Living organ transplantation has opened up a Pandora’s Box of questions that no government has been able to answer. For years, the World Health Organization has been weighing the possibility of legalizing organ sales, but the issue continually sparks intense debate.
Commentary: The average person waits five years for a new kidney, which is an amount of time that many cannot afford. An estimated 10-20 people die every day waiting in vain for their new organ. If voluntary organ donations were sufficient to satisfy the donation list, the supply of organs would be large enough to satisfy demand, and there would be no need to change the present system.

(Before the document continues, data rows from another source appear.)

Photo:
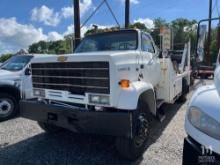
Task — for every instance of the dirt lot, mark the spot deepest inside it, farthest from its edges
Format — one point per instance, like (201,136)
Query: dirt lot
(22,142)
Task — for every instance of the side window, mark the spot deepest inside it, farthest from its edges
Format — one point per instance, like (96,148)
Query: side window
(147,44)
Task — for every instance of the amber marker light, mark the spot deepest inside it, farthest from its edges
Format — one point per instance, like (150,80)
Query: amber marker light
(124,83)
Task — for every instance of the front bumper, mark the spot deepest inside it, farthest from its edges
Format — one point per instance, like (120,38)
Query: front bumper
(115,123)
(194,153)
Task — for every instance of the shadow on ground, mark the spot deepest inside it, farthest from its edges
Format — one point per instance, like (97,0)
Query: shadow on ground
(67,148)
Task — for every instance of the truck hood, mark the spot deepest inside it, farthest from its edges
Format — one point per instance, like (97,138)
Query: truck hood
(207,99)
(8,75)
(116,56)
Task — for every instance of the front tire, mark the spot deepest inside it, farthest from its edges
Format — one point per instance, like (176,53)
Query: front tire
(49,128)
(133,148)
(8,106)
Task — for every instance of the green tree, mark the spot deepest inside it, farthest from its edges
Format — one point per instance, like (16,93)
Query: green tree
(5,57)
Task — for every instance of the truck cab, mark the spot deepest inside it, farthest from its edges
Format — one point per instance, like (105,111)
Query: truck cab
(113,84)
(14,76)
(202,144)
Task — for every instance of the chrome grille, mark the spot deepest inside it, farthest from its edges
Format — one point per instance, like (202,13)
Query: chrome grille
(75,77)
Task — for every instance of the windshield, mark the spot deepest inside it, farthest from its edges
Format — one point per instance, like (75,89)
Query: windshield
(110,41)
(16,63)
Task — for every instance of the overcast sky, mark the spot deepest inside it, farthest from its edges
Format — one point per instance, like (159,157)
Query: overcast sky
(23,22)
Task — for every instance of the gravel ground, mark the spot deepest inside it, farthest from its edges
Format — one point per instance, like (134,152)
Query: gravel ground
(22,142)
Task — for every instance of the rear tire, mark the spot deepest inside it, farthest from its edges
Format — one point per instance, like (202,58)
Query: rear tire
(133,148)
(8,106)
(49,128)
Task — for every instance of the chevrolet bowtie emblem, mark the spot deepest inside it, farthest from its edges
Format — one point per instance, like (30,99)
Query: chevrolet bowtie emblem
(62,58)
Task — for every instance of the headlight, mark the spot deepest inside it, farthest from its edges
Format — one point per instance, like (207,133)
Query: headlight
(204,123)
(39,92)
(99,99)
(17,83)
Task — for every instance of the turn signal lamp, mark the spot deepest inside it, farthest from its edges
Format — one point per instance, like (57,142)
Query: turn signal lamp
(124,83)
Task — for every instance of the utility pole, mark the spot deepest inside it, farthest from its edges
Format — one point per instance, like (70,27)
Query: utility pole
(127,13)
(209,33)
(77,30)
(218,35)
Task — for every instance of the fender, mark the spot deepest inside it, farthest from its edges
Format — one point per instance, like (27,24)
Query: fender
(11,87)
(128,99)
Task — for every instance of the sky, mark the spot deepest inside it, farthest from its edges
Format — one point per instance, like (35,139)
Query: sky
(23,22)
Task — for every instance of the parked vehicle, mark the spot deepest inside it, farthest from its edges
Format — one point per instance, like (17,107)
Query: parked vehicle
(202,144)
(14,74)
(114,84)
(205,72)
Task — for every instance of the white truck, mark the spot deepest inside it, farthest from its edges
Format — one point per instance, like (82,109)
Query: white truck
(202,123)
(113,84)
(14,74)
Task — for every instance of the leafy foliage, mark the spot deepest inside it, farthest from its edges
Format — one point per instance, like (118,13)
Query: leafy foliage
(183,30)
(5,57)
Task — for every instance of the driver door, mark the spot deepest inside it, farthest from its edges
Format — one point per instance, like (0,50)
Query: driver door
(150,61)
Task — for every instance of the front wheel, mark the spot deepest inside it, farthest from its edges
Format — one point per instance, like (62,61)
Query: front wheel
(8,106)
(133,148)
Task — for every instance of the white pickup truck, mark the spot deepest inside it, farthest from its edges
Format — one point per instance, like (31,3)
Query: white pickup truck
(202,125)
(114,84)
(14,74)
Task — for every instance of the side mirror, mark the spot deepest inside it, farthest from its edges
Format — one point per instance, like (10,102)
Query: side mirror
(27,72)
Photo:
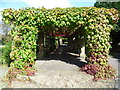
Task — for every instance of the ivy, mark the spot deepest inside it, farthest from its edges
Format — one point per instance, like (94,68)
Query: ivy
(95,22)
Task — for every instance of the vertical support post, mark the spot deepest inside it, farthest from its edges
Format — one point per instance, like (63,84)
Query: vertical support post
(41,45)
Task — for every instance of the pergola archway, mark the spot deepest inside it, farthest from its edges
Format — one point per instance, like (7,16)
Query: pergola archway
(95,23)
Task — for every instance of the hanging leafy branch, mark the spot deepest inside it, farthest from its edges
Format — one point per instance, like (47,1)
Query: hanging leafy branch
(96,22)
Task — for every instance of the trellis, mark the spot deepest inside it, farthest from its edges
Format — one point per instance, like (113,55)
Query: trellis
(96,23)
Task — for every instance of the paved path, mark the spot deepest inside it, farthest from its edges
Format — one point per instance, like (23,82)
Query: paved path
(61,70)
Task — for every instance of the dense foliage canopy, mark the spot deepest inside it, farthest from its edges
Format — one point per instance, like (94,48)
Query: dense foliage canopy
(96,23)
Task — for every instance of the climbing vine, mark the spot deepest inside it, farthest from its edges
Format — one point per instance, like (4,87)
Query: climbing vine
(96,22)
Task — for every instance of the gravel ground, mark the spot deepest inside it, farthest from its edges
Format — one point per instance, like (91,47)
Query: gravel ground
(61,71)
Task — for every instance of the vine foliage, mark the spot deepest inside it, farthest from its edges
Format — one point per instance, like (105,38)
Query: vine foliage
(96,22)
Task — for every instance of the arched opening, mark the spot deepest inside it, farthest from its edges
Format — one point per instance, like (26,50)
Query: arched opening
(89,27)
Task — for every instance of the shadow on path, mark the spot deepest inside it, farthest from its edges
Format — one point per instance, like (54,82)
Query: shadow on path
(62,54)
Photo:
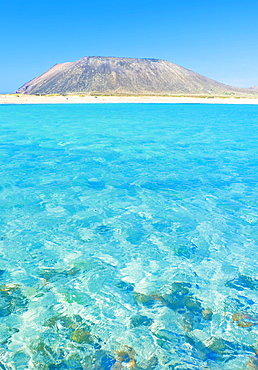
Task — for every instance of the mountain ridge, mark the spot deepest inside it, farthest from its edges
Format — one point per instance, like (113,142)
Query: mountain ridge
(113,75)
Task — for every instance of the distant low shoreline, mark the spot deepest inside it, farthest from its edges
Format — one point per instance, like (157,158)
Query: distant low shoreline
(88,99)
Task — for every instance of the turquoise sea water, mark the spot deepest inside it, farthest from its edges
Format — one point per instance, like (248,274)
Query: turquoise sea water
(128,237)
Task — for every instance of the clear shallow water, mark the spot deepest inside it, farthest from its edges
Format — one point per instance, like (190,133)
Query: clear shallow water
(128,237)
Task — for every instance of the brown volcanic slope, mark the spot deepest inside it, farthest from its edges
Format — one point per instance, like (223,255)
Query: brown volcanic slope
(110,75)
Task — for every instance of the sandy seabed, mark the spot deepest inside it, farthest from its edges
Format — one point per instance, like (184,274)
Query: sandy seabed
(76,99)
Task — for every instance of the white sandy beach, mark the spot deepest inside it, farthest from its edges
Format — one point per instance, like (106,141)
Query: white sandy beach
(76,99)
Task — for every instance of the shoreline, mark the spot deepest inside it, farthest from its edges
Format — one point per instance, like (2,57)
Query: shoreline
(87,99)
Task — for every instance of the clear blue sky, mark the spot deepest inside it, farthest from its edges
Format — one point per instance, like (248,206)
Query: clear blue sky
(218,39)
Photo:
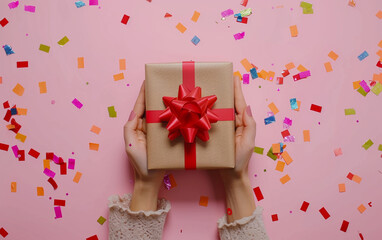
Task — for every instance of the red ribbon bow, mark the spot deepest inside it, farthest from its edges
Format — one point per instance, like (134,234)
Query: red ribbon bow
(189,114)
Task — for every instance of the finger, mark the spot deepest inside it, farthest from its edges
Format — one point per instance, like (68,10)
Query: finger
(139,107)
(239,97)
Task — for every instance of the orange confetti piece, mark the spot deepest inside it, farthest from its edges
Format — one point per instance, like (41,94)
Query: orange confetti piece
(181,28)
(285,179)
(18,89)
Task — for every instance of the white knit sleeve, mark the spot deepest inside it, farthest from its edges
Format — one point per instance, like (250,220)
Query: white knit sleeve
(126,224)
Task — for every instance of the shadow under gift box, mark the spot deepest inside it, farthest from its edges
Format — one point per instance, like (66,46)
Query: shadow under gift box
(214,78)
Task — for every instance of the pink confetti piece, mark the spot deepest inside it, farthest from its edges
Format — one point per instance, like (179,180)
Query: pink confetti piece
(49,173)
(29,8)
(77,103)
(57,211)
(13,5)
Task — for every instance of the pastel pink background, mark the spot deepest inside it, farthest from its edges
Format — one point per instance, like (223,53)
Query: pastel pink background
(96,34)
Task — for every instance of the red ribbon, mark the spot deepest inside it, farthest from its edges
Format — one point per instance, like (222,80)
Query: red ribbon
(189,114)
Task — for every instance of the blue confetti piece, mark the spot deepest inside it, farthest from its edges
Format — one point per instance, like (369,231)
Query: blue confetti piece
(195,40)
(269,120)
(363,55)
(8,50)
(253,73)
(293,103)
(79,4)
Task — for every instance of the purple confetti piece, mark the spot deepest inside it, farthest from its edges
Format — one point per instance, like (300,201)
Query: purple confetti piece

However, with the demand for organs far outnumbering the number of donors, many economists and health care professionals are taking a controversial stance by urging the adoption of market-based innovations. It is the opinion of this blogger that, in the United States, there are already markets for blood, semen, human eggs, and surrogate wombs. Merely extending markets to include other organs, which can be obtained with reasonable safety, could be beneficial. An open American market in organs would sharply curtail the present black market and ensure the highest-quality medical care. However, there must be a systematic approach to eliminate coercion and establish a fair market price. This would protect those who are currently most vulnerable and ensure that all parties involved would receive the intended benefit.